Pharmacopsychiatry 2009; 42 - A169
DOI: 10.1055/s-0029-1240241

Resting brain perfusion in healthy carriers of the serotonin transporter promoter polymorphism

R Viviani 1, EJ Sim 1, H Lo 1, P Beschoner 1, N Osterfeld 1, A Seeringer 2, AL Godoy 3, J Kirchheiner 2, C Meier 3
  • 1Department of Psychiatry, University of Ulm, Germany
  • 2Institute of Natural Medicine and Clinical Pharmacology, University of Ulm, Germany
  • 3Institute of Human Genetics, University of Ulm, Germany

The 5-HTTLP functional genetic polymorphism in the promoter region of the serotonin transporter gene (SERT) has been found to be associated with increased brain perfusion at rest in the amygdala and orbitofrontal cortex of healthy participants. The finding of changes in perfusion in brain regions known to be altered in depression suggests the existence of a measurable neurobiological correlate of the vulnerability to this disorder. In this study, we intended to replicate these findings in a much larger cohort of 183 healthy Caucasian individuals (97 females).
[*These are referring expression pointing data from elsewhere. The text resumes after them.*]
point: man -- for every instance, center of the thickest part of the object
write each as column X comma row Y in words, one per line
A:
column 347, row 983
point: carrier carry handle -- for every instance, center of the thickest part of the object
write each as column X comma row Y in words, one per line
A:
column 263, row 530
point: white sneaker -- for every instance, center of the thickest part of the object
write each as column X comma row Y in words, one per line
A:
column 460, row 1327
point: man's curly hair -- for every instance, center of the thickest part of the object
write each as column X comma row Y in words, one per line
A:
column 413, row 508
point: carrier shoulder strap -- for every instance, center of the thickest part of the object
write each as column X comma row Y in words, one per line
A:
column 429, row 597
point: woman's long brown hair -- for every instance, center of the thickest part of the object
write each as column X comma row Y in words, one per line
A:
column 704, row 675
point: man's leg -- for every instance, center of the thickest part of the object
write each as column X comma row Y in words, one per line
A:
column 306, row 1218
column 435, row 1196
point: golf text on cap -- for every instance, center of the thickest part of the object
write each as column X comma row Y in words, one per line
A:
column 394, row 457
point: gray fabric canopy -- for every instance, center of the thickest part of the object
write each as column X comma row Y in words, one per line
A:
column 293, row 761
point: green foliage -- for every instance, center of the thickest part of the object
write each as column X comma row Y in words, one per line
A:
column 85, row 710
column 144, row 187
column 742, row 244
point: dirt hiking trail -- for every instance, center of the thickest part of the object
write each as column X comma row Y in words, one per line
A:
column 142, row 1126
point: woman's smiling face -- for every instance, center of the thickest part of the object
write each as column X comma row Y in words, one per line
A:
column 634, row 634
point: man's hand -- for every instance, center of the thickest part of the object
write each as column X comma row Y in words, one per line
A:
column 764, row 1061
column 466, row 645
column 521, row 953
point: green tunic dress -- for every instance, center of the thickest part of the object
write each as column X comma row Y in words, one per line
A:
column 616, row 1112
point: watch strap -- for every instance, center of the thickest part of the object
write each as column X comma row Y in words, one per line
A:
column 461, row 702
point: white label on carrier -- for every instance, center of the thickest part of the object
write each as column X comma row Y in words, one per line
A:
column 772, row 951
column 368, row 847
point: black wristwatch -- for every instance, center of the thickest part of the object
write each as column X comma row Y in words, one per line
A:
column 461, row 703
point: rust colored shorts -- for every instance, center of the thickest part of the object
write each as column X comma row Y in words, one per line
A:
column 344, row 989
Participants were aged between 18 and 45 years and underwent a standard T2-weighted structural brain scan and a baseline perfusion scan using continuous arterial spin-labeling. We did not detect any association between the SERT polymorphism and baseline brain perfusion in the regions of interest or elsewhere in the brain. In the amygdala, variability in baseline perfusion was explained in large part by global cerebral flow levels, in minor part by sex, but not by SERT genotype. This finding therefore fails to replicate existing reports on an effect of 5-HTTLPR genotype in the amygdala and in the orbitofrontal cortex in a larger cohort. For a sample of our size, power analyses suggested more than adequate detection capacity.